In the dead of Canadian winter, Aryan Afrouzi, now co-founder of Voltra, found himself stranded in the middle of nowhere, unable to charge his EV. At the time, his friend Alexander Stratmoen was working on Cosine Networks, a startup focused on software-defined networking. One evening, during a trip with friends to a remote cabin, Aryan pitched a different kind of infrastructure problem: EV charging is broken, and behind it lies a much bigger issue, a fragile, outdated energy grid.
That fireside pitch led Stratmoen to join Voltra as co-founder and CEO, merging Aryan’s frustration with Stratmoen’s networking background. What started as a fix for EV chargers evolved into a bold attempt to redefine how we control energy infrastructure altogether.
Beyond Charging: The Voltra Vision
Voltra’s first product, Charge, is not your typical CPMS (Charge Point Management System). Instead of offering a clunky SaaS dashboard or hardcoded solution, Charge is a fully modular API platform that allows software teams to build custom EV charging experiences. Think Stripe, but for energy infrastructure.
“We want to empower two kinds of developers,” Stratmoen explains. “First, large charging networks who need composable services they can tailor to their own stack. Second, any software company that might want to offer EV charging, whether it’s a fleet manager, a condo operator, or a parking app.”
Voltra abstracts away the heavy lifting: integrating with legacy hardware, managing site-level energy distribution, and ensuring interoperability across wildly inconsistent standards. Their foundational product, Connect, allows customers to define devices in schema-based configuration files, wrapping proprietary APIs, OCPP commands, Modbus signals, and more into a clean developer interface.
What makes Voltra especially unique is its infrastructure philosophy. The company’s backend is designed for extreme concurrency and fault tolerance. This results in real-time connectivity with zero per-device fees.
“We want people to connect hundreds of devices without worrying about costs,” Stratmoen says. “Everything is usage-based on the API side. The connectivity is free.”
This model is especially appealing to property managers, many of whom have become unexpected early adopters.
A Grid on the Brink
Why now? Stratmoen believes the writing is on the wall: interconnection queues are growing, data centers are booming, and rooftop solar and batteries are decentralizing the grid faster than utilities can respond.
“This isn’t just about EVs. It’s about preventing a future where power is scarce, unreliable, and prohibitively expensive,” he says.

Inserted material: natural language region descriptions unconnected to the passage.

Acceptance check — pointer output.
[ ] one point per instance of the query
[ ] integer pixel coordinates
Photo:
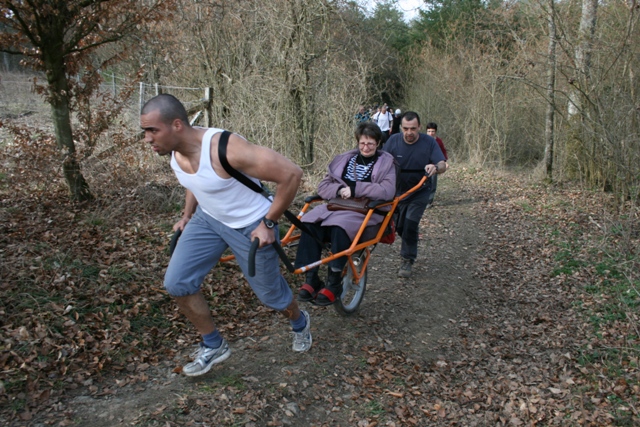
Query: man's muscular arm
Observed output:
(190, 205)
(266, 165)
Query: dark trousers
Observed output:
(434, 184)
(407, 216)
(310, 250)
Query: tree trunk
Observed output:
(583, 56)
(59, 90)
(551, 102)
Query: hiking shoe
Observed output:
(302, 340)
(205, 357)
(405, 269)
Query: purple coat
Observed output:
(381, 187)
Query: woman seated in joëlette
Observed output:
(362, 172)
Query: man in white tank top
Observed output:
(220, 213)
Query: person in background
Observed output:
(362, 172)
(383, 119)
(361, 116)
(221, 212)
(397, 117)
(417, 154)
(432, 129)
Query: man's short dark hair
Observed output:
(410, 115)
(369, 129)
(169, 106)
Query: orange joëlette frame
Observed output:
(355, 245)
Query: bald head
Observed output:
(169, 108)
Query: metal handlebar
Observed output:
(255, 244)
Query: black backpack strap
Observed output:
(222, 155)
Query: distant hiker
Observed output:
(383, 119)
(417, 154)
(432, 129)
(361, 116)
(220, 212)
(397, 118)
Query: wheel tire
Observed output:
(352, 293)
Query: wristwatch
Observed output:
(269, 223)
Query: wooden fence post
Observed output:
(141, 96)
(208, 96)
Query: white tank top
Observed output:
(227, 200)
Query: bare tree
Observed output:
(59, 38)
(551, 94)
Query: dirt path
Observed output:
(357, 365)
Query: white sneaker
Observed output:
(302, 340)
(204, 358)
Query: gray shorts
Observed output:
(203, 241)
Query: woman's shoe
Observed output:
(332, 292)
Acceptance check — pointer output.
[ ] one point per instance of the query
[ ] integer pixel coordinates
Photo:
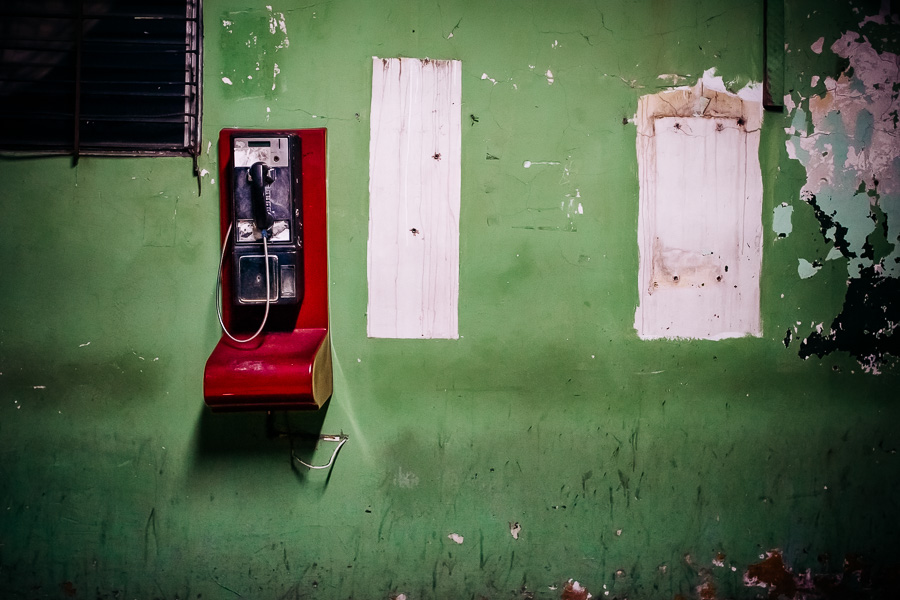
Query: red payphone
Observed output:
(275, 352)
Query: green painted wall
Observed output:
(629, 465)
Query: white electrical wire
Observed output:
(341, 439)
(219, 287)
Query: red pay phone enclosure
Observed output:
(288, 366)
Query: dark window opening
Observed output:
(100, 76)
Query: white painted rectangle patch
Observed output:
(414, 198)
(699, 229)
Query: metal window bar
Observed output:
(114, 69)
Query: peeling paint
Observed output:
(574, 591)
(514, 530)
(806, 269)
(781, 219)
(852, 162)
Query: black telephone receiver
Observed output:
(261, 177)
(266, 202)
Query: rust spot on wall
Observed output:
(772, 573)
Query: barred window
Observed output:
(87, 77)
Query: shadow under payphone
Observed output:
(275, 351)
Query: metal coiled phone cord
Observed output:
(265, 235)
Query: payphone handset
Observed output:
(266, 226)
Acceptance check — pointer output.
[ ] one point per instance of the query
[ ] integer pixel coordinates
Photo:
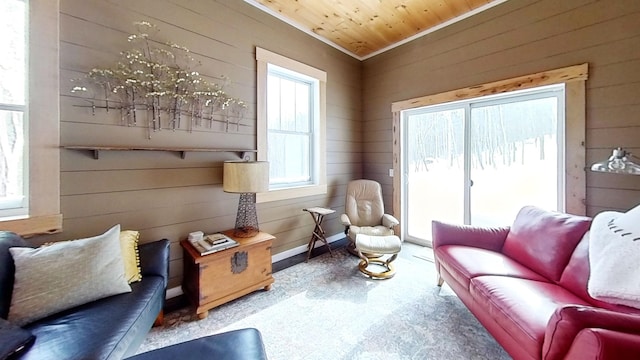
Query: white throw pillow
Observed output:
(66, 274)
(614, 255)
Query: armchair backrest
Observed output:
(363, 204)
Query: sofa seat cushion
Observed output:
(465, 263)
(103, 329)
(522, 307)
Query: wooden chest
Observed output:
(217, 278)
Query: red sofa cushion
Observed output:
(544, 240)
(521, 307)
(464, 263)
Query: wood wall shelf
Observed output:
(243, 153)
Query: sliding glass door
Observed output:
(479, 161)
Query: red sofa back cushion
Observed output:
(543, 240)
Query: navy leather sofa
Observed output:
(109, 328)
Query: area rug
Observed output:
(326, 309)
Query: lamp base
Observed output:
(247, 218)
(245, 232)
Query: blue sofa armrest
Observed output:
(154, 259)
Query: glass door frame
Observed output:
(555, 90)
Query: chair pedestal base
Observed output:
(372, 249)
(387, 274)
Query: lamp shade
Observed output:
(618, 163)
(245, 176)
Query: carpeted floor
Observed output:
(326, 309)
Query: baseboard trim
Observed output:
(303, 248)
(177, 291)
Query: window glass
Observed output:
(12, 107)
(291, 126)
(290, 121)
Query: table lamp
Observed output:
(618, 163)
(246, 178)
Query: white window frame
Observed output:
(319, 173)
(43, 117)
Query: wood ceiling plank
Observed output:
(365, 26)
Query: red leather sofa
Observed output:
(527, 285)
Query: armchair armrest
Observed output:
(154, 259)
(604, 344)
(490, 238)
(389, 221)
(344, 219)
(567, 321)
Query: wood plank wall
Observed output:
(518, 38)
(159, 193)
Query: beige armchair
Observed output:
(364, 212)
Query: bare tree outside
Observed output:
(12, 102)
(513, 161)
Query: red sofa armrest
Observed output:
(602, 344)
(569, 320)
(490, 238)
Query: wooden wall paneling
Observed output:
(158, 192)
(575, 124)
(614, 198)
(604, 34)
(609, 138)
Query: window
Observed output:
(570, 135)
(13, 129)
(29, 117)
(477, 161)
(291, 126)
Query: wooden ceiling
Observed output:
(363, 28)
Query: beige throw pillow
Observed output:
(130, 255)
(63, 275)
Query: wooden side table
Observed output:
(318, 213)
(217, 278)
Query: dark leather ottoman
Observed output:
(233, 345)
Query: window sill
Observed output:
(291, 193)
(30, 226)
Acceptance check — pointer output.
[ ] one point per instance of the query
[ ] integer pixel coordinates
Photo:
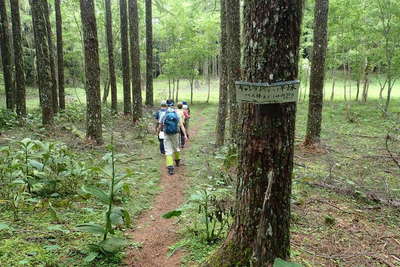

By turning parking lots, condos, and commercial buildings into programmable energy nodes, Voltra is building the scaffolding for a new kind of grid: distributed, intelligent, and developer-first.
Research Before Raise
Before seeking capital, the Voltra team spent over eight months validating their market assumptions. They compiled over 30 documents of original research, conducted hundreds of interviews, and mapped out go-to-market strategies tailored to the edge cases of energy infrastructure.
That diligence paid off. In May 2025, Voltra announced a $1.8M pre-seed round led by Contrary, with participation from Hanover Capital and Velocity Fund.
What’s Next: A Public Launch and Grid-Scale Ambitions
Voltra is preparing to roll out a full public release of Charge by mid-September 2025, coinciding with RE+ and MOVE America. New features like dynamic pricing profiles and ID-based authentication for condo tenants will round out the platform’s capabilities.
Behind the scenes, they’re also expanding support for energy storage systems and announcing new partnerships with hardware providers.
“We think about this as our Edison moment,” Stratmoen reflects. “From the invention of the light bulb to today, the structure of the grid hasn’t fundamentally changed. But over the next decade, everything will. And we want to be at the center of that shift.”
With one foot in Waterloo and another in Mountain View, Voltra is straddling legacy and future, betting that the path to grid stability runs through elegant software, resilient APIs, and developers who no longer have to fear touching physical infrastructure.